The shipping containers were placed after Ducey on Aug. 12 issued an executive order to “close the gaps in Arizona’s southern border wall” with Mexico.

The actions are similar to border security measures implemented in Texas under Operation Lone Star by Texas Gov. Greg Abbott.

Ducey ordered the Arizona National Guard to assist in what he calls a “crisis” on the border promulgated by transnational criminal organizations that bring in illegal drugs and undocumented migrants.

“Arizona’s communities are currently dealing with large numbers of foreign nationals who are crossing into the United States illegally and using state and local resources, that are significantly more in demand due to the strain that inflation is placing on our own citizens, creating a nuisance for which the federal government has refused and failed to abate,” Ducey declared in his August executive order.
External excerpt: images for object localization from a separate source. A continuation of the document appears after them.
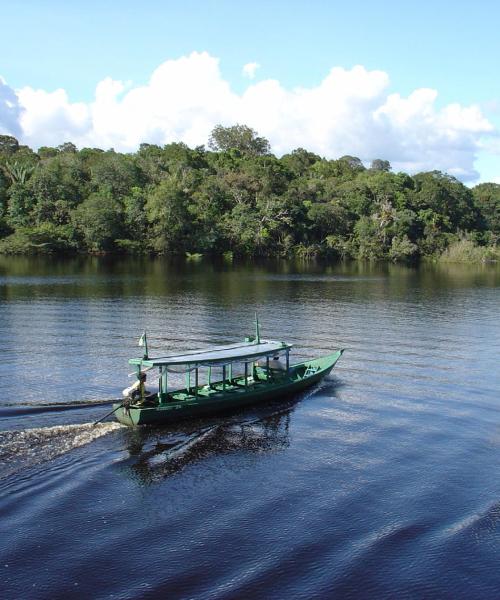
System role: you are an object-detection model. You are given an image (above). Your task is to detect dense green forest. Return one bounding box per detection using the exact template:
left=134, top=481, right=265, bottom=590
left=0, top=125, right=500, bottom=261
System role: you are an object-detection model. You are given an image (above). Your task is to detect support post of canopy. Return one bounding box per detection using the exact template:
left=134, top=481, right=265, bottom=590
left=160, top=367, right=168, bottom=403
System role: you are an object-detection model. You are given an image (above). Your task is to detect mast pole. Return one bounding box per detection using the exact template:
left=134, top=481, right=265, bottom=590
left=255, top=311, right=260, bottom=344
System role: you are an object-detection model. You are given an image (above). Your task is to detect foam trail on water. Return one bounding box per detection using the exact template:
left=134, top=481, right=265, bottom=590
left=0, top=422, right=124, bottom=476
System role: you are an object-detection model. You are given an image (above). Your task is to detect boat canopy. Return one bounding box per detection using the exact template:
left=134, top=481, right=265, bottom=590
left=129, top=340, right=292, bottom=368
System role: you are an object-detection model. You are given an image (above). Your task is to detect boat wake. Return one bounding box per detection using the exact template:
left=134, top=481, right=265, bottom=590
left=0, top=422, right=124, bottom=477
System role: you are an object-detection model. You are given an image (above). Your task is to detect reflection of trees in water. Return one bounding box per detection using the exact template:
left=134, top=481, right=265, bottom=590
left=122, top=405, right=292, bottom=484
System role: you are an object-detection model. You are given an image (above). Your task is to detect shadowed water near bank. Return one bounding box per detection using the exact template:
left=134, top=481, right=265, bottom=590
left=0, top=257, right=500, bottom=599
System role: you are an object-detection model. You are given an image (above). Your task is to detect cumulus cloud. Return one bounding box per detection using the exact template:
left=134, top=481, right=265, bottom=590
left=0, top=77, right=22, bottom=136
left=0, top=52, right=498, bottom=180
left=242, top=63, right=260, bottom=79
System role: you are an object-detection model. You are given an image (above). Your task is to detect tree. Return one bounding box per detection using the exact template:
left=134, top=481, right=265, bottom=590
left=146, top=177, right=191, bottom=253
left=0, top=135, right=19, bottom=157
left=71, top=192, right=121, bottom=252
left=208, top=124, right=271, bottom=156
left=370, top=158, right=391, bottom=171
left=472, top=183, right=500, bottom=240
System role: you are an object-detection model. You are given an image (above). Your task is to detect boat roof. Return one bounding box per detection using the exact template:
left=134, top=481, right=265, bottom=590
left=129, top=340, right=292, bottom=367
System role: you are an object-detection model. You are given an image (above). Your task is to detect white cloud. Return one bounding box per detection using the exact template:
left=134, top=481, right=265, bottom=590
left=0, top=52, right=499, bottom=180
left=242, top=63, right=260, bottom=79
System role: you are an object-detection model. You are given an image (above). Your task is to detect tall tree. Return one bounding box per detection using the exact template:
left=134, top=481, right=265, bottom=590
left=208, top=124, right=271, bottom=156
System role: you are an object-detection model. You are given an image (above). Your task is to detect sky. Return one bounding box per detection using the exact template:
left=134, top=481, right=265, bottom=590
left=0, top=0, right=500, bottom=185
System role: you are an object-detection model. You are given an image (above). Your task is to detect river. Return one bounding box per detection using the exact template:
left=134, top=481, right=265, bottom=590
left=0, top=257, right=500, bottom=600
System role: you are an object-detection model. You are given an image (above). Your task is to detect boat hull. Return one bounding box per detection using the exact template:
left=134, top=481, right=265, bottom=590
left=113, top=350, right=343, bottom=426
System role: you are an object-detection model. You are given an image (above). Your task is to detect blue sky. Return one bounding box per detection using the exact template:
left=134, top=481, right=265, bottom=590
left=0, top=0, right=500, bottom=180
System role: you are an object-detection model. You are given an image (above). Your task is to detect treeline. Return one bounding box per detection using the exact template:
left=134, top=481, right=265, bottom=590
left=0, top=125, right=500, bottom=261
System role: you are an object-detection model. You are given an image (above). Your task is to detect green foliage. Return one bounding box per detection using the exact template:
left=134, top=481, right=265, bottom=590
left=439, top=239, right=500, bottom=263
left=71, top=192, right=121, bottom=252
left=0, top=125, right=500, bottom=261
left=472, top=183, right=500, bottom=242
left=208, top=125, right=271, bottom=156
left=0, top=223, right=77, bottom=254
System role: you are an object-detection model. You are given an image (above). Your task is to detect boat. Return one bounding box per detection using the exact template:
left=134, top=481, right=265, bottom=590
left=113, top=319, right=344, bottom=426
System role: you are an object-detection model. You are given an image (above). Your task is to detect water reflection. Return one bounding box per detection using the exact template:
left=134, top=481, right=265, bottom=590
left=121, top=403, right=293, bottom=485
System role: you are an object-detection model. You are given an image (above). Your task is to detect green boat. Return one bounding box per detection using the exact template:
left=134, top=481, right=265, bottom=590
left=113, top=321, right=344, bottom=426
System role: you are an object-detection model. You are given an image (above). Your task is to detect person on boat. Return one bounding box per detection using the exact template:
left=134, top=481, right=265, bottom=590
left=269, top=354, right=286, bottom=371
left=122, top=372, right=148, bottom=400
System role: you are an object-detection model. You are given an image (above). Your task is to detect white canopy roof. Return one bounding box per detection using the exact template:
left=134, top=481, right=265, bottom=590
left=130, top=340, right=292, bottom=367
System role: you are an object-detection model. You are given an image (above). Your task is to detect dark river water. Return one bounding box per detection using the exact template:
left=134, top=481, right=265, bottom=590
left=0, top=257, right=500, bottom=600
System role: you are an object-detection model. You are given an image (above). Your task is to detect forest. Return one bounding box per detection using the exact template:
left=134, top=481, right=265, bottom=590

On Oct. 13, the U.S. Department of Interior Bureau of Reclamation sent a letter to Arizona officials saying 80 shipping containers placed on Bureau of Reclamation lands near the Morelos Dam, and 42 shipping containers put on Reclamation rights-of-way within the exterior boundaries of the Cocopah Indian Tribe’s West Reservation “constitutes a violation of federal law and is a trespass against the United States.”

“That trespass is harming federal lands and resources,” Bureau of Reclamation Regional Director Jacklynn Gould wrote in the Oct. 13 letter to Allen Clark, director of the Arizona Department of Emergency and Military Affairs, and Tim Roemer, director of the state’s Department of Homeland Security.

Both directors also are named in the letter Wednesday by the Center for Diversity threatening a civil lawsuit.

Left: A male jaguar is photographed by motion-detection wildlife cameras in the Santa Rita Mountains in Arizona on April 30, 2021, as part of a Citizen Science jaguar monitoring project conducted by the University of Arizona and U.S. Fish and Wildlife Service (Photo Courtesy of the University of Arizona and U.S. Fish and Wildlife Service); while an ocelot is seen right. (Getty Images File Photo)

The Center says the state’s intention to place shipping containers on the Coronado National Forest west of the Huachuca Mountains “is an established and critical movement corridor for federally listed and protected jaguars and ocelots,” according to the letter sent Wednesday. “Further deployment of your shipping containers along the Border will obstruct the movement of and will prevent the recovery of endangered jaguar and ocelot.”

On Wednesday, Ducey tweeted a photo of shipping containers and wrote: “Arizonans cannot — and will not — wait for federal bureaucrats to do their job and secure the border. We’re taking action now.”